La SOQUEM, une société d’État québécoise, essaie de mettre en valeur le gisement de terres rares de Kwyjibo, sur la Côte-Nord, tandis que la britanno- colombienne Commerce Resources détient le gisement d’Ashram, au Nunavik, au nord de Schefferville.
Ressources Géoméga, une PME québécoise qui possède le gisement de terres rares Montviel, dans la région du Nord-du-Québec, veut d’abord construire une usine à Saint-Bruno, en Montérégie, afin de recycler et de traiter d’anciens aimants permanents de terres rares que l’on trouve dans les éoliennes et les voitures électriques.
«La pandémie a mis notre projet sur la glace, mais on espère pouvoir construire l’usine plus tard en 2020», dit le président et chef de la direction Kiril Mugerman. Son usine pilote, à Boucherville, a déjà recyclé et traité d’anciens aimants permanents.
La stratégie de Ressources Géoméga est particulière. Au lieu de mettre en valeur son gisement, la société préfère miser tout de suite sur la deuxième transformation.
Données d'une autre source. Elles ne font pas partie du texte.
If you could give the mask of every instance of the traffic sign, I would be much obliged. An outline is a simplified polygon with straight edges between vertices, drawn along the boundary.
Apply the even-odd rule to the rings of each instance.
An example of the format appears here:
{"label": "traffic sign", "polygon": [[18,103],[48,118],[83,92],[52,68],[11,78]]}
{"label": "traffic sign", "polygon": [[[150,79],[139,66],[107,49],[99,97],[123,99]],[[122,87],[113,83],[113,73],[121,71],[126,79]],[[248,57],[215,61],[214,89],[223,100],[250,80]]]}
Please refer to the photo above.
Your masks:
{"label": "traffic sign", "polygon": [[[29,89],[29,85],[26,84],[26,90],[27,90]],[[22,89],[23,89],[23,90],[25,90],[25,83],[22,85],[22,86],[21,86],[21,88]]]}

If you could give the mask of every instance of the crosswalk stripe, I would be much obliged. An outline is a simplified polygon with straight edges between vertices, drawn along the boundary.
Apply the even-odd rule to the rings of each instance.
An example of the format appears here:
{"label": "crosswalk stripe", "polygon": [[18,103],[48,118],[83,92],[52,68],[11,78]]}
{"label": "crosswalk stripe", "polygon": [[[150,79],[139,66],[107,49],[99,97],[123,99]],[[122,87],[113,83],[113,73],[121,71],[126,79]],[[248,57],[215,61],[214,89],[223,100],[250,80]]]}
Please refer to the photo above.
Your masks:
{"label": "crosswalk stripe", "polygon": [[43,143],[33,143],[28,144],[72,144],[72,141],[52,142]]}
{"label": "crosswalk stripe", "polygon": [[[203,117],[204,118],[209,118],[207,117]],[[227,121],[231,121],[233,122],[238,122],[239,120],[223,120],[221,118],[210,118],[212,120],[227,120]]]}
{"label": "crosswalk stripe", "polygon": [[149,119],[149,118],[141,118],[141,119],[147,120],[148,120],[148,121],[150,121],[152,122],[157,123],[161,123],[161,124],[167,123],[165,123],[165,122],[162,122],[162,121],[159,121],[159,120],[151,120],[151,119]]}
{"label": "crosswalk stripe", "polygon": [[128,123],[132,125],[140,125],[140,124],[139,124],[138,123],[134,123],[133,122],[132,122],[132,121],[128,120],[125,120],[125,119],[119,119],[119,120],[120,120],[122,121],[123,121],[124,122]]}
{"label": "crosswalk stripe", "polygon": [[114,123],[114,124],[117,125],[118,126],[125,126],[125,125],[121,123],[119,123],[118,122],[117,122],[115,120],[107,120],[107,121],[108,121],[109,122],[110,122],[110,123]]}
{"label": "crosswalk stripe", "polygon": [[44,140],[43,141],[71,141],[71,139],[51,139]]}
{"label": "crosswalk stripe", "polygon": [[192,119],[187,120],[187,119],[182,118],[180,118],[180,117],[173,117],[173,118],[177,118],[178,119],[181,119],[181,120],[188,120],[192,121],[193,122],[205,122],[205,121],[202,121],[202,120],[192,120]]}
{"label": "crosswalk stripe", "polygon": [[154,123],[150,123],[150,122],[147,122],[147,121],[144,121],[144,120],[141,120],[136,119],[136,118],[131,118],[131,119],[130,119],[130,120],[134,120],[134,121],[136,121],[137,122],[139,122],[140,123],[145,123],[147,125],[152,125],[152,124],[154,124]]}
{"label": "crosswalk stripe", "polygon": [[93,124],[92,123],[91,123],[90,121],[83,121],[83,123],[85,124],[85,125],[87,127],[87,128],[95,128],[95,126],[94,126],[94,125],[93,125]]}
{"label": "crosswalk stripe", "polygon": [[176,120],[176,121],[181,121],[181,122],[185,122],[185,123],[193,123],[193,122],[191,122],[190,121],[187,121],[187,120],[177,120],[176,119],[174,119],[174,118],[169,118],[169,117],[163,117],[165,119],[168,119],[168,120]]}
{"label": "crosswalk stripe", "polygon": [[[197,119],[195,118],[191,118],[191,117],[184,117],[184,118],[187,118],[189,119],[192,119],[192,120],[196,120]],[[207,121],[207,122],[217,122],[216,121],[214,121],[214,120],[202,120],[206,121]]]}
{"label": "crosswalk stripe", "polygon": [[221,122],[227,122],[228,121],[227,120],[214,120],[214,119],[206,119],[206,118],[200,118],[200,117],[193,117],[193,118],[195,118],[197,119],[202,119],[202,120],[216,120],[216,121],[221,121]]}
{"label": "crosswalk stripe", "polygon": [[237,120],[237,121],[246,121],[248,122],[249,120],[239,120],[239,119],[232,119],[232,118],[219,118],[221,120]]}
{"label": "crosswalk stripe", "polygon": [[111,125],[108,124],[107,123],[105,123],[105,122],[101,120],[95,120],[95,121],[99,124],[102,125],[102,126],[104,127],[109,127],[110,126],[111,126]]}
Pourquoi ? Plus vite elle produira des oxydes de terres rares au Québec, plus vite elle pourra attirer des entreprises capables de faire des alliages, voire attirer des sociétés capables de fabriquer des composants (aimants permanents) ou des équipements (des moteurs de voitures électriques), explique Kiril Mugerman.
C’est à partir de ce moment-là que Géoméga planifierait de mettre en valeur son gisement Montviel, car le Québec aurait alors une filière de terres rares complètes dans les trois formes de transformation (extraction, transformation, fabrication).